|The following article is part of conference coverage from the European League Against Rheumatism (EULAR) Congress 2018 in Amsterdam, The Netherlands. Rheumatology Advisor’s staff will be reporting breaking news associated with research conducted by leading experts in rheumatology. Check back for the latest news from EULAR 2018.|
Only approximately half of patients in the United States who start tumor necrosis factor-alpha inhibitor (TNFi) therapy are screened for tuberculosis prior to therapy initiation, demonstrating a substantial need for greater adherence to screening guidelines among practicing physicians, according to a study presented at the European League Against Rheumatism (EULAR) Congress, held in Amsterdam, June 13 to 16, 2018.

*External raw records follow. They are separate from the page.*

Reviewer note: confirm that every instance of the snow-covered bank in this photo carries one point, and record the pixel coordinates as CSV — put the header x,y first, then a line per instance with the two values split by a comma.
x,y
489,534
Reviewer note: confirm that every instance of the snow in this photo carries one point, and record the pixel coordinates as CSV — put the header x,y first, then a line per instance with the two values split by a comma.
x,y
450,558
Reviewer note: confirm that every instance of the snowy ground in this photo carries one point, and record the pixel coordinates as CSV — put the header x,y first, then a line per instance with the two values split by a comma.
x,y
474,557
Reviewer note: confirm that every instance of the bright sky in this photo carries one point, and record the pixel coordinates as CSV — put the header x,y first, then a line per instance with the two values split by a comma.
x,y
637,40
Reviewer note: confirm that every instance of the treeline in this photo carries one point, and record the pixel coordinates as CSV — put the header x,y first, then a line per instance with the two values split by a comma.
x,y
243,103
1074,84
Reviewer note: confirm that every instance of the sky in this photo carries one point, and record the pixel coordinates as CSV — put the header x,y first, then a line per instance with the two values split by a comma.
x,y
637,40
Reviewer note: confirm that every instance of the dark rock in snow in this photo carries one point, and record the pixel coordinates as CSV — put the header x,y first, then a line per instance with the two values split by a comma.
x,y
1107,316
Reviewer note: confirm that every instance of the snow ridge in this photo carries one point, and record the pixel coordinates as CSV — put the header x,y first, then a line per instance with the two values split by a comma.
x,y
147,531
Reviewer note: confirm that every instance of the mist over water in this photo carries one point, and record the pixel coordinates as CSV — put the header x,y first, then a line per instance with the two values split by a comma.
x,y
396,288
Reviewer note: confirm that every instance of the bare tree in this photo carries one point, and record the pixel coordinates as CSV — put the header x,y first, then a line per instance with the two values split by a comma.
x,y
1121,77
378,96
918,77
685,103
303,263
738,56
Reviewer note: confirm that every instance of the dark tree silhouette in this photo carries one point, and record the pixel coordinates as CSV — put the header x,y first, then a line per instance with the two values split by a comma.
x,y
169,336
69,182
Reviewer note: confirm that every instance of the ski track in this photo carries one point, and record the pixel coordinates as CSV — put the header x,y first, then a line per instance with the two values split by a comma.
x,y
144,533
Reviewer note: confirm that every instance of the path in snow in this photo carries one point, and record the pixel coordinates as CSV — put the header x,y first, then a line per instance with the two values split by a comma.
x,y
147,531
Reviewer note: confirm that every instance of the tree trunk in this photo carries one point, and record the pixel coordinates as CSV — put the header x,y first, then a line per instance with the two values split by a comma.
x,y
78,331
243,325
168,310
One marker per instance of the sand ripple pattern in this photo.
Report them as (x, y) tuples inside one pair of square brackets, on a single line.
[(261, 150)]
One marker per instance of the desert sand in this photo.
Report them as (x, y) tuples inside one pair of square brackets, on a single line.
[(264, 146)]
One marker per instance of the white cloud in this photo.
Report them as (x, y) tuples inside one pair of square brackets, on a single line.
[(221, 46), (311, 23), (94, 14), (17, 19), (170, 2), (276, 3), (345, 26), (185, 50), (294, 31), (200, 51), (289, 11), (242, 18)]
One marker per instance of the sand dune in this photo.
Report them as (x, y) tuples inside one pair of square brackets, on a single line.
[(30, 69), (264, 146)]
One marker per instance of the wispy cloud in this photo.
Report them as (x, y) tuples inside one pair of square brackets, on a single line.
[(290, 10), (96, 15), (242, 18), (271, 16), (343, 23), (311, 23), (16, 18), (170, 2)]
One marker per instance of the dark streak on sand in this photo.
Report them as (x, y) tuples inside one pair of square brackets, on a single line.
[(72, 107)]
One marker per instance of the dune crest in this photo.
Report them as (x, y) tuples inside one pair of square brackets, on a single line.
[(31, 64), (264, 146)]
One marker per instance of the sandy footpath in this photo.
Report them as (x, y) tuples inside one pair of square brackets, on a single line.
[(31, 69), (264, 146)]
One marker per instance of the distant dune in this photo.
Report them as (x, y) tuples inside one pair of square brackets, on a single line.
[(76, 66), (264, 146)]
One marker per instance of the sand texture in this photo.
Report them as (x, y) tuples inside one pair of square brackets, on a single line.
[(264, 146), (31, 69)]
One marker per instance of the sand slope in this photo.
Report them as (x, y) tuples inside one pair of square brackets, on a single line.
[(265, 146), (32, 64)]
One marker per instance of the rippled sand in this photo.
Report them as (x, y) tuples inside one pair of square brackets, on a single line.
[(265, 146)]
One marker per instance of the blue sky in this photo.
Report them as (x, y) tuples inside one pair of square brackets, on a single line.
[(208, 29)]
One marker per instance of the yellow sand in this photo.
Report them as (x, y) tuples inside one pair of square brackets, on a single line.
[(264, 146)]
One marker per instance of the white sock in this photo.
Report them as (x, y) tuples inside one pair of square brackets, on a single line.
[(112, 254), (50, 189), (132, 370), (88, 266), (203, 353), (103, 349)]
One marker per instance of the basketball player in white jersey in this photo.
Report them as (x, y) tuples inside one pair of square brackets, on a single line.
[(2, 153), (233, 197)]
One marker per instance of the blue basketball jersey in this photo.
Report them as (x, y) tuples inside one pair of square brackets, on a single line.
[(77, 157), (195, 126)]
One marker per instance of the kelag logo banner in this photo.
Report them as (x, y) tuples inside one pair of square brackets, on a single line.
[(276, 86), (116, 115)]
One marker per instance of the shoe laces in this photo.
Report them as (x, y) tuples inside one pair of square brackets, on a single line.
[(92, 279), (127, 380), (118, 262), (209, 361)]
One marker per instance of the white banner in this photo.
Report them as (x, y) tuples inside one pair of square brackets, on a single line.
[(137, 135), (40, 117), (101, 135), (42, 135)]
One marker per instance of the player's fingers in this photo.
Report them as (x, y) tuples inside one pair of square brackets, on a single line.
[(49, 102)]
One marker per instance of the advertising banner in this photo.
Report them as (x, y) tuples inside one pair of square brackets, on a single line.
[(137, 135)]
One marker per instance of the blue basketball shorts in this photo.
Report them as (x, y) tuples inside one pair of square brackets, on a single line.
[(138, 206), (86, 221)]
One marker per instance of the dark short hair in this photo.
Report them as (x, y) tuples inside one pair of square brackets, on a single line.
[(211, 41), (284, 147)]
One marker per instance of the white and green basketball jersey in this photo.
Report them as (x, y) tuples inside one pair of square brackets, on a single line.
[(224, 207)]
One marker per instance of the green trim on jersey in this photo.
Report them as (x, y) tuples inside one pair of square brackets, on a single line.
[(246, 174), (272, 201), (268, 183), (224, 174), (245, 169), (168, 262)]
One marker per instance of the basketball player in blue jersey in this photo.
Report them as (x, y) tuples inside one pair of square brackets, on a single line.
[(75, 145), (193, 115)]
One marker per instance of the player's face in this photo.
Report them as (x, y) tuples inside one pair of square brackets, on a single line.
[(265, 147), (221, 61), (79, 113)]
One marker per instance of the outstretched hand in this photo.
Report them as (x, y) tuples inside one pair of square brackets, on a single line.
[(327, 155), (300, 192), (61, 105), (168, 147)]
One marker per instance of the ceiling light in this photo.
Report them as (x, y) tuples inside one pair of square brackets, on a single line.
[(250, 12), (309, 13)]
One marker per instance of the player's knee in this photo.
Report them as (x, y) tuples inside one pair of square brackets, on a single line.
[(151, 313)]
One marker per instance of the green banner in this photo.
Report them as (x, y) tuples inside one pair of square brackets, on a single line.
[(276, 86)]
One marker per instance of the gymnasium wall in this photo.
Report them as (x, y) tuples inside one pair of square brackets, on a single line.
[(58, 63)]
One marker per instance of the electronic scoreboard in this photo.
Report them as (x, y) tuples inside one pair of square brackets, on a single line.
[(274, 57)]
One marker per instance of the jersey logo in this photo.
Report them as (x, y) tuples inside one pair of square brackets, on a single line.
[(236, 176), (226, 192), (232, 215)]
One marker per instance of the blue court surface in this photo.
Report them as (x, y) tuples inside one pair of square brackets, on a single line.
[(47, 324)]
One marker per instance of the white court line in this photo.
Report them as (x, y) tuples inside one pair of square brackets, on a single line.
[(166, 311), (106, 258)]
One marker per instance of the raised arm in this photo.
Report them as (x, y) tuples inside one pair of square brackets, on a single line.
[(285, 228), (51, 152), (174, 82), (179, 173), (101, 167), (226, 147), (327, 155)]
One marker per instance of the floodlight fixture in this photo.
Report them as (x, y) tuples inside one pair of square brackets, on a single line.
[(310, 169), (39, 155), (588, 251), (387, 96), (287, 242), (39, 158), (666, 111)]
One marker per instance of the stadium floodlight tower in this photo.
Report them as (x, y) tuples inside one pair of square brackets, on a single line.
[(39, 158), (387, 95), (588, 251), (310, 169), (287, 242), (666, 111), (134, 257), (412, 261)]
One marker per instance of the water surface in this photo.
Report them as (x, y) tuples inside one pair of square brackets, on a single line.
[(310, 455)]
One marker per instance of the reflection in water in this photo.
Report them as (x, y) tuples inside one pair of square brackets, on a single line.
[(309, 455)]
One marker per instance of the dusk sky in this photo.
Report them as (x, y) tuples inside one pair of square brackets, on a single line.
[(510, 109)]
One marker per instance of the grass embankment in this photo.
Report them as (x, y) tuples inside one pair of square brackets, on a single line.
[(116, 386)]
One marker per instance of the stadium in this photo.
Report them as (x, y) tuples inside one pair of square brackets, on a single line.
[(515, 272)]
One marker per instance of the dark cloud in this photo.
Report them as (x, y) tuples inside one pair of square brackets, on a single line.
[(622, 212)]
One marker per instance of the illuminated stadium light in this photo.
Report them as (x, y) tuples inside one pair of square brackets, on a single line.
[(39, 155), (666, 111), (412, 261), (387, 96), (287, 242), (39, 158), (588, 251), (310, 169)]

“TNFis effectively treat various autoimmune conditions, but drastically increase the risk of tuberculosis reactivation,” the study investigators wrote. “Multiple international guidelines recommend screening for TB prior to initiating TNFi therapy. In the United States, this has also been incorporated into the Medicare Merit-Based Incentive Payment Systems quality measures, which affect physician remuneration.”
Patients with an autoimmune disorder for whom clinical data were recorded in the Truven MarketScan Database from 2011 to 2015 and who were scheduled to start therapy with a TNFi were included in the retrospective analysis (n=78,088). Only patients with a 6-month washout period were enrolled in the study. Screening for tuberculosis via interferon gamma release assays or tuberculin skin testing during a 6-month washout period comprised the primary outcome.
In the cohort, the most commonly prescribed TNFis were adalimumab and etanercept. Rheumatologic (50.8%), gastrointestinal (22.4%), dermatologic (17.6%), and ophthalmic (0.8%) indications represented reasons for TNFi therapy initiation. Only 16.4% of participants were treated by primary care providers, whereas the majority of patients received specialized care from a rheumatologist.
Approximately half of all patients receiving TNFi were not screened for tuberculosis during the 6-month washout period (47.3%). Comparatively, only 40.7% of patients were not screened for tuberculosis prior to TNFi initiation when the investigators extended the predrug washout period to 12 months. Factors associated with tuberculosis screening included steroid and disease-modifying antirheumatic drug use as well as urban residence.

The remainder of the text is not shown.